Climate change is affecting wild species. Many plants flower earlier, while others are shifting their ranges and moving to higher locations. High altitude species already in mountain-top habitats, with nowhere to go, face extinction. Increased aridity outside the monsoon seasons is likely to reduce agricultural yields.

Cropping patterns are changing. Some changes appear to have positive effects, such as longer growing seasons and experimentation with new crops even at high altitudes. However, growers also encounter weeds and pests previously unknown. The movement of mosquitoes to higher altitudes is another ominous portent. Disease carrying agents for both people and other species, including agricultural crops and domestic animals, are likely to spread. Despite these widespread changes in climate, the impacts on biodiversity, hydrology and on people’s health and livelihoods all remain poorly documented. Government and other agencies are inadequately prepared to meet the inevitable challenges.

Environmental change presents humanity with a set of challenges which few – if any – of us, are yet truly prepared to confront, intellectually or psychologically. The scale and complexity of forward thinking and commitment required to mitigate this problem is unprecedented. It will require substantial financial, technical and human resources to prepare government and civil society to cope with the change sweeping the Himalayas.


Text and photographs are extracted from his  book with Sandesh Kadur : Himalaya – Mountains of Life (www.Himalayabook.com).

Profile of Kamal Bawa

Dr.
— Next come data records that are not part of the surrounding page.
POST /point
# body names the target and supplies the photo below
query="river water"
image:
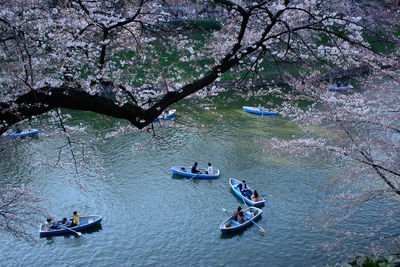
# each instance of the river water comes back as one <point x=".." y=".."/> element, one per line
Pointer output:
<point x="154" y="218"/>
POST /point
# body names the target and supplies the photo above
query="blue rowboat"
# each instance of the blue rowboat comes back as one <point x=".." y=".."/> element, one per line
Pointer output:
<point x="334" y="87"/>
<point x="59" y="229"/>
<point x="250" y="214"/>
<point x="23" y="133"/>
<point x="187" y="172"/>
<point x="166" y="115"/>
<point x="259" y="111"/>
<point x="234" y="185"/>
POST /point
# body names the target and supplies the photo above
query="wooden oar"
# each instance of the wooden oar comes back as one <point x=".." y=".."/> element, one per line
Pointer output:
<point x="78" y="233"/>
<point x="263" y="194"/>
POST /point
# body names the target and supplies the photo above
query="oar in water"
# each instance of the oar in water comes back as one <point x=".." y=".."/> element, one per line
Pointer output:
<point x="77" y="233"/>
Kamal Bawa is President of a world-class think and do tank, the Ashoka Trust for Research in Ecology and the Environment (ATREE) in Bangalore, India and Distinguished Professor at the University of Massachusetts, Boston, USA. Dr. Bawa has generated significant win-win solutions that serve as models for conservation across the globe through tackling the compatibility of both the economy and the conservation of biodiversity. Dr. Bawa traverses the North-South divide, making contributions to India, Costa Rica, United States and the world. His pioneering work on the sustainability of non-timber forest product extraction demonstrated that conservation and human well-being could be simultaneously achieved.

Dr. Bawa has made distinguished intellectual contributions to biodiversity science through ground-breaking research on conservation. He discovered new modes of reproduction in tropical forest trees that changed prevailing notions about their ecology and evolution. Also, he developed a new class of genetic markers for tropical forest trees, and showed that forest fragmentation, widespread in the tropics, depletes biodiversity. He developed new paradigms and tools for conservation, explored synergies between conservation and social goals such as poverty reduction, and identified conservation priorities in biodiversity hotspots. He has taught 2000 students and mentored 30 doctoral and postdoctoral scholars.
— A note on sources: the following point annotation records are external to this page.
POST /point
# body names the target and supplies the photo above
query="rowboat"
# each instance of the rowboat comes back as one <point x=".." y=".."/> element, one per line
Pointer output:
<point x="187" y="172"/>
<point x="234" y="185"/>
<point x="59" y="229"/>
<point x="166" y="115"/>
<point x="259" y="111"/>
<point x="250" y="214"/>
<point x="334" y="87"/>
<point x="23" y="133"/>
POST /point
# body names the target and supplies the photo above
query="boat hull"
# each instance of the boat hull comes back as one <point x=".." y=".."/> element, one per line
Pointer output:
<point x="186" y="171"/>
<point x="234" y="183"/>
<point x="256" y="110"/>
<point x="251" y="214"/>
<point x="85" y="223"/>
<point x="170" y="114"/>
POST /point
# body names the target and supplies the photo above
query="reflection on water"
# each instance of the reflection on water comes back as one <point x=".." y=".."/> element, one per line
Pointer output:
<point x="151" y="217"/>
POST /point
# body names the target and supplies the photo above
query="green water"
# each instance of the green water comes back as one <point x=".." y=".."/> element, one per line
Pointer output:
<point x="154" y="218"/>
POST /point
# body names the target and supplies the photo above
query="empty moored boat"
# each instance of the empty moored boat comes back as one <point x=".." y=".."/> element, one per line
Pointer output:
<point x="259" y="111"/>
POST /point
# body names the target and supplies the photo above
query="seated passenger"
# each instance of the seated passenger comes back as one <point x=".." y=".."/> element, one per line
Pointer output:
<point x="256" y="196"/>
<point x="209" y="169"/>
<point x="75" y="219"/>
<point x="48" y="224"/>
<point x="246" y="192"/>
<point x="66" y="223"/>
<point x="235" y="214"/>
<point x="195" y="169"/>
In 1996 Dr. Bawa founded ATREE in India. ATREE’s work has been unique for its interdisciplinary approaches, and has shaped the policy agenda including work leading to nomination of the Western Ghats as a UNESCO World Heritage Site, a ban on mining in a national park, and implementation of the Forest Rights Act. With a core research staff of 80, 27 with doctoral degrees, ATREE is operating a new interdisciplinary doctoral program in biodiversity science in order to build the manpower India badly needs to successfully conserve in the 21st century. ATREE is a model for a research, education and policy institution not just in India or the developing world, but across the world. A University of Pennsylvania group has rated ATREE as the #1 environmental think tank in Asia and 19th in the world (2011 and 2012).

Dr. Bawa has shaped the direction of conservation science, action and policy through serving as President of the Association for Tropical Biology and Conservation, as founder and editor-in-chief of an international, interdisciplinary journal, Conservation and Society and as a member of the National Geographic Society’s Committee for Research and Exploration. Furthermore, Dr. Bawa led efforts to establish the India Biodiversity Portal, and has contributed to raising awareness of biodiversity.